To end off the journey that was season 1 of Behind Success, I interviewed Brian Paes-Braga. I had looked up to Brian for a while, I saw what he was doing at a young age, and I hoped to be doing similar things to him when I am older. Brian and I talked about a lot of things, but there were a few quotes that resonated with me:

"I continued to email Frank, and it was this sort of balance. I wanted to be top of mind for him, without annoying him."

"We saw this macro trend happening. The macro trend was the Tesla effect, which has played out today. It wasn't as obvious back then. From our homework, we felt that this was going to happen. So we started with a macro trend. We called it a top-down approach. If electric vehicles are going to be put on the road, battery metals are going to be needed."

'Work on having a great attitude. I think that is really important. No one really knows what's going to happen. We don't know things. It's a matter of surrounding smart people, great people who are passionate about things, and that's what's going to create change, and if you have a good attitude, you're going to find yourself a part of a great organization or team."

After recording this episode, I thought this would be a great place to end season 1 of Behind Success. I've learned an incredible amount of information from all of my guests, who I appreciate so much. However, in this process, I've also learned a few things from my own experience.

I taught myself to take action, even if you don't know what's going to happen. I know this may seem obvious, but it was something that I encountered first hand. At the start of all of this, I had no idea where it was going or what it would turn out to be.
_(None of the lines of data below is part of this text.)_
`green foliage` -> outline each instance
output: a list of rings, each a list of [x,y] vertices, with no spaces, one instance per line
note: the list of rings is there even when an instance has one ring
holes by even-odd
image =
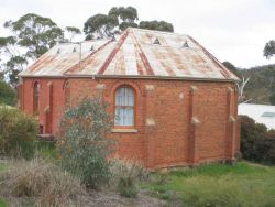
[[[0,207],[7,207],[7,206],[8,203],[4,199],[0,198]]]
[[[69,37],[65,42],[72,42],[76,35],[81,34],[81,31],[75,26],[66,26],[65,31],[69,33]]]
[[[264,46],[264,56],[268,59],[275,55],[275,40],[271,40]]]
[[[135,198],[139,193],[136,186],[134,185],[134,181],[131,177],[121,177],[118,190],[121,196],[128,198]]]
[[[55,141],[38,140],[36,142],[36,155],[55,162],[57,159]]]
[[[15,87],[19,84],[18,74],[26,68],[29,59],[43,55],[57,40],[63,40],[64,35],[62,29],[50,18],[35,13],[28,13],[14,22],[10,20],[4,23],[4,28],[13,36],[0,37],[0,53],[8,56],[2,67],[10,84]]]
[[[113,7],[106,14],[90,17],[84,24],[86,40],[112,36],[129,26],[174,32],[173,24],[165,21],[142,21],[138,24],[138,10],[133,7]]]
[[[152,179],[143,187],[168,200],[170,206],[273,206],[275,167],[240,162],[234,165],[210,164],[168,172],[168,182]],[[157,176],[158,173],[152,176]],[[168,205],[169,206],[169,205]]]
[[[8,21],[4,24],[16,34],[18,44],[26,47],[26,56],[37,58],[50,47],[54,46],[56,40],[63,39],[63,31],[50,18],[35,13],[28,13],[18,21]]]
[[[230,72],[232,72],[238,77],[241,77],[241,72],[230,62],[223,62],[222,65],[224,65]]]
[[[0,182],[0,196],[34,198],[33,204],[16,206],[79,206],[85,190],[79,179],[41,159],[10,162]]]
[[[0,154],[31,159],[35,151],[38,123],[18,109],[0,108]]]
[[[275,164],[275,133],[248,116],[241,117],[241,152],[250,161]]]
[[[174,32],[174,28],[172,23],[165,21],[141,21],[139,28],[148,29],[148,30],[157,30],[165,32]]]
[[[0,80],[0,105],[16,105],[15,90],[2,80]]]
[[[106,139],[110,119],[100,99],[84,99],[65,111],[58,150],[62,166],[86,186],[98,187],[110,178],[109,161],[113,142]]]
[[[87,35],[86,40],[90,40],[94,36],[99,39],[111,36],[117,25],[118,19],[116,17],[109,17],[101,13],[92,15],[84,24],[84,32]]]
[[[275,91],[275,65],[264,65],[241,69],[241,75],[250,77],[244,88],[244,96],[254,103],[270,105],[270,97]]]
[[[273,106],[275,106],[275,92],[273,92],[270,97],[270,101]]]

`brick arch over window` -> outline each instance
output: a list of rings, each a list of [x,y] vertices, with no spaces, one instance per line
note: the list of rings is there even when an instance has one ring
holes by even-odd
[[[34,81],[33,84],[33,113],[40,113],[40,94],[41,94],[41,84]]]
[[[133,128],[135,126],[135,90],[129,85],[121,85],[114,92],[114,127]]]

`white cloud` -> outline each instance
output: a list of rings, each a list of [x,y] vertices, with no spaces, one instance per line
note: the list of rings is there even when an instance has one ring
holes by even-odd
[[[92,14],[113,6],[133,6],[140,20],[172,22],[177,33],[187,33],[220,61],[240,67],[275,63],[263,57],[264,44],[275,39],[274,0],[0,0],[0,24],[34,12],[52,18],[59,26],[82,29]],[[0,35],[7,35],[0,28]]]

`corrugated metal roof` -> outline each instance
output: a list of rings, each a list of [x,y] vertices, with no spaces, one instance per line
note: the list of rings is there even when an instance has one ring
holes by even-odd
[[[275,129],[275,106],[240,103],[238,113],[246,115],[257,123],[264,123],[268,129]]]
[[[20,75],[238,79],[188,35],[128,29],[116,40],[82,42],[81,62],[79,51],[58,44]]]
All I knew is that I wanted to do it, and I wanted to learn. Another thing that was super important to me is the value of asking for what you want. I reached out to people like Tom Gaglardi and Chip Wilson, expecting a no, and I think most people would. I am a teenager who can't provide much value to these people. However, I wanted them on my podcast and asked them to join me in a conversation. Thankfully I did because I was able to talk to some of the smartest minds in the entire business world.

I want to say thank you to all of my supporters who have listened and enjoyed some of my interviews. I really appreciate you all. To my guests, I am so honoured to have had the opportunity to talk to you. I've learned so much from every single interview. Finally, I want to give a big shoutout to my cousin, Tommy Humphreys, my very first guest. I hope all my followers can join me in season 2, which will premiere shortly after the new year. To make sure you catch it, subscribe to my newsletter ( ) for all the latest updates on what I'm doing. I just wanted to take a small break to focus on some other aspects of my life. I can't wait to give you guys some much-improved audio in the new year, but for now, I hope you enjoy this article. Again, thank you so much.